If you want to see what real reform looks like, look north. Washington legislators overwhelmingly voted yes this year. Eliminate environmental reviews for all Urban housing projects in compliance with urban comprehensive planning and zoning laws. Green Oregon, on the other hand, never considered the need for a law like CEQA.adopted urban growth border Instead, it will preserve rural areas while allowing cities to approve new homes without the “paralysis” that Newsom laments.

So Oregon and Washington chose the outcome.

Strangely, amid all the turmoil caused by the governor’s infrastructure policy, Mr.
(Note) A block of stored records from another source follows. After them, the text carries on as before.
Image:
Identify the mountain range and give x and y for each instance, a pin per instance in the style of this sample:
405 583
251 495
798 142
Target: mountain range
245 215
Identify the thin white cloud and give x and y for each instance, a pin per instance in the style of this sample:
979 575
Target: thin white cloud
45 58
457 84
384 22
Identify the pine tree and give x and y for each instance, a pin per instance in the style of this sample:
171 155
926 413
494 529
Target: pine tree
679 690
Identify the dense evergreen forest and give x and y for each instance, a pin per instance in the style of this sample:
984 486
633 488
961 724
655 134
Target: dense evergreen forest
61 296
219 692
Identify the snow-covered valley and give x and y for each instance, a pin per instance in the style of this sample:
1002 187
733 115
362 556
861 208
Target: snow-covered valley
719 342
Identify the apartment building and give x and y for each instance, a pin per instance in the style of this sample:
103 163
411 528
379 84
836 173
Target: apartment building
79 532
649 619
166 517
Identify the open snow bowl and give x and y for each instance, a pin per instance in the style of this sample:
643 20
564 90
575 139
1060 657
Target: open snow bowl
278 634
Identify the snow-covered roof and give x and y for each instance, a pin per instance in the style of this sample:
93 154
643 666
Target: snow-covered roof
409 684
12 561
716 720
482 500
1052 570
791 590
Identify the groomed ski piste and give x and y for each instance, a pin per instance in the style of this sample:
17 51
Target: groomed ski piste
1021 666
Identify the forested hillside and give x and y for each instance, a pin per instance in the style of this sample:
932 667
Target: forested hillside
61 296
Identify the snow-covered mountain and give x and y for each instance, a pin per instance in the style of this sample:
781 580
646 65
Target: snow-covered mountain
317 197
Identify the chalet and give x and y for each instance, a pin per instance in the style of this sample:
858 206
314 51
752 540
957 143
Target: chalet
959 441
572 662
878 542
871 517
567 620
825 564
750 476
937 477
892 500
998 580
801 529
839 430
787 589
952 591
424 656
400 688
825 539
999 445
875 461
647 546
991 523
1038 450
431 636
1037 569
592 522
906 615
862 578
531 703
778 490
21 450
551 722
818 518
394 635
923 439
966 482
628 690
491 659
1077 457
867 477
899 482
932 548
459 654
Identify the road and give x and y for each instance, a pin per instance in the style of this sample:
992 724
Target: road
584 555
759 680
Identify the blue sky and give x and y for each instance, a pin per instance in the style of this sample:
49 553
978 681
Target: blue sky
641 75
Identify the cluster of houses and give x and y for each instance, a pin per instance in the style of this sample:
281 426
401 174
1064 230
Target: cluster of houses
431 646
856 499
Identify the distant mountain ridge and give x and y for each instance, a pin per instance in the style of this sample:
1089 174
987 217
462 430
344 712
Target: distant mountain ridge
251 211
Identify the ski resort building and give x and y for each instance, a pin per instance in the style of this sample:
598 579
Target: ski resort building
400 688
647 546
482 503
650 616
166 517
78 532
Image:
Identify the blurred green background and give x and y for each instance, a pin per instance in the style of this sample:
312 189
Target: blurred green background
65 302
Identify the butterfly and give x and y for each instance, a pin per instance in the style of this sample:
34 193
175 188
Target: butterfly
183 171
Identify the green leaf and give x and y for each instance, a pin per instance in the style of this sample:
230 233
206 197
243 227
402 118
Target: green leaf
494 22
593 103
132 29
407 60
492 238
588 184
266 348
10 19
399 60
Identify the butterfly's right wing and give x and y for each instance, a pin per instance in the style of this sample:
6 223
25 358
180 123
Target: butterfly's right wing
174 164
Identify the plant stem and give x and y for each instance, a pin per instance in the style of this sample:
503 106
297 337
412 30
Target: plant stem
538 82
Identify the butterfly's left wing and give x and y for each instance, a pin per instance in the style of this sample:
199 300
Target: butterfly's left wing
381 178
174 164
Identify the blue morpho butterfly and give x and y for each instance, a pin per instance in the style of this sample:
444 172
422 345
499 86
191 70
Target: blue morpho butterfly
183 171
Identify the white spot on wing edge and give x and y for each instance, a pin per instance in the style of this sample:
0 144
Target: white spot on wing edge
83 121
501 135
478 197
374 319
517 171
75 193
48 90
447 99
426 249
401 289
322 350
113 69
Newsom has refrained from exercising regulatory authority over CEQA. The law allows the governor’s Office of Planning and Research and the State Department of Natural Resources to issue “guidelines” to refine and clarify the often vague requirements of CEQA. New guidelines include stronger exemptions for urban and suburban housing, new exemptions for transmission, and a statewide environmental zoning map to adjust the intensity of screening according to the sensitivity of specific zones. There is a possibility that

Yes, Team Paralysis will convict and file lawsuits.And many months ago the court said overthrow Efforts to streamline CEQA through guidelines. But then the California Supreme Court disapproval about that decision.

The field belongs to the governor. At the very least, a thorough review of the guidelines will set the agenda for Congress and the courts. If CEQA is truly broken, it is certainly worth taking the legal and political risks to fix it.

Chris Elmendorf is a law professor at the University of California, Davis School of Law.